I don't think those replies do not show what the OP asks to show. The OP wants to know how to use the power series to demonstrate periodicity of the functions. Showing that the power series satisfy some other definition of cos and sin presumably defeats the purpose of the question.
nekronaut said:
Are you talking about the Taylor series expansion of sin and cos?
If you are talking about them, then the period must be 2pi since the Taylor expansion is based on the use of radians as a measure of angles.
If something is periodic you can always check if f(x) = f(x+kP) where P is the period and k=0,1,2,3...

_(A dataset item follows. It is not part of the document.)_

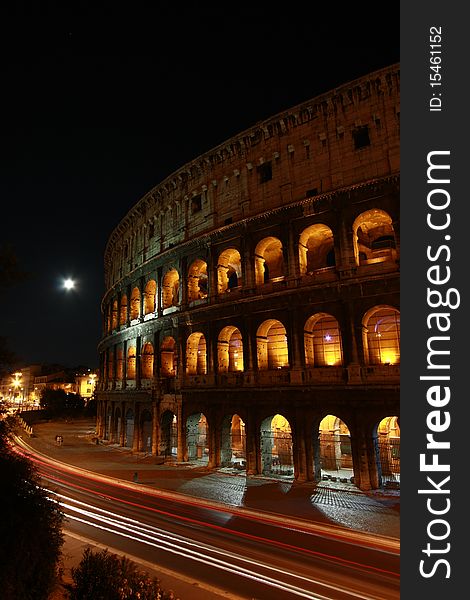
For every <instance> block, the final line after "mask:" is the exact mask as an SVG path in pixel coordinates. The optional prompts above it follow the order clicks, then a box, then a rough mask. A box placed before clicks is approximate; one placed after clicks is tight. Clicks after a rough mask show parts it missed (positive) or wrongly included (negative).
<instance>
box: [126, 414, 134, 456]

All you know are that you have some functions s(x) and c(x), defined by their power series. x is just a dimensionless argument. It need not be interpreted as a radian. Even if you did interpret it as a radian, you cannot automatically deduce the period is 2\pi. \tan\theta's argument is in radians, but its period isn't 2\pi.
jbunniii said:
Show that the series expansions satisfy the differential equation that uniquely defines sine and cosine:
y'' = -y
sine is the unique solution satisfying y(0) = 0 and y'(0) = 1.
cosine is the unique solution satisfying y(0) = 1 and y'(0) = 0.
You can differentiate the series term by term because they are power series that converge everywhere.
Again, in terms of the OP's problem, that shows the functions s(x) and c(x) satisfy that differential equation, but under the conditions of the problem we don't know about the functions sin or cos, so this is in some sense the first discovery of these functions, and we haven't proven periodicity yet. Of course, perhaps this is the way it actually gets done - the method which I think the OP is asking for (see below) looks intractable to me.For the OP: what I might try, in place of showing the power series satisfy some other definition of sine or cosine, is to use the definition of periodicity, f(x + P) = f(x) and the binomial expansion. e.g.,
s(x+P) = \sum_{k=0}^\infty \frac{(-1)^k(x+P)^{2k+1}}{(2k+1)!} = \sum_{k=0}^\infty \sum_{m=0}^{2k+1} \frac{(-1)^k}{(2k+1)!}\frac{(2k+1)!}{m!(2k+1-m)!} x^m P^{2k+1-m}
I would then switch the order of summation (you'll have to figure out how to change the limits appropriately), and write the series as
\sum_{m=?}^? \frac{x^m}{m!}\left[\sum_{k=?}^{?} \frac{(-1)^k}{(2k+1-m)!} P^{2k+1-m}\right]
Then, show that for P = 2pi this reduces to the original series. In principle I think this should work, but in practice it may be too hard to do. A quick attempt at it give me a hypergeometric function for the inner function, and good luck dealing with that... especially since there's a cosine in the argument! I may have screwed something up, though.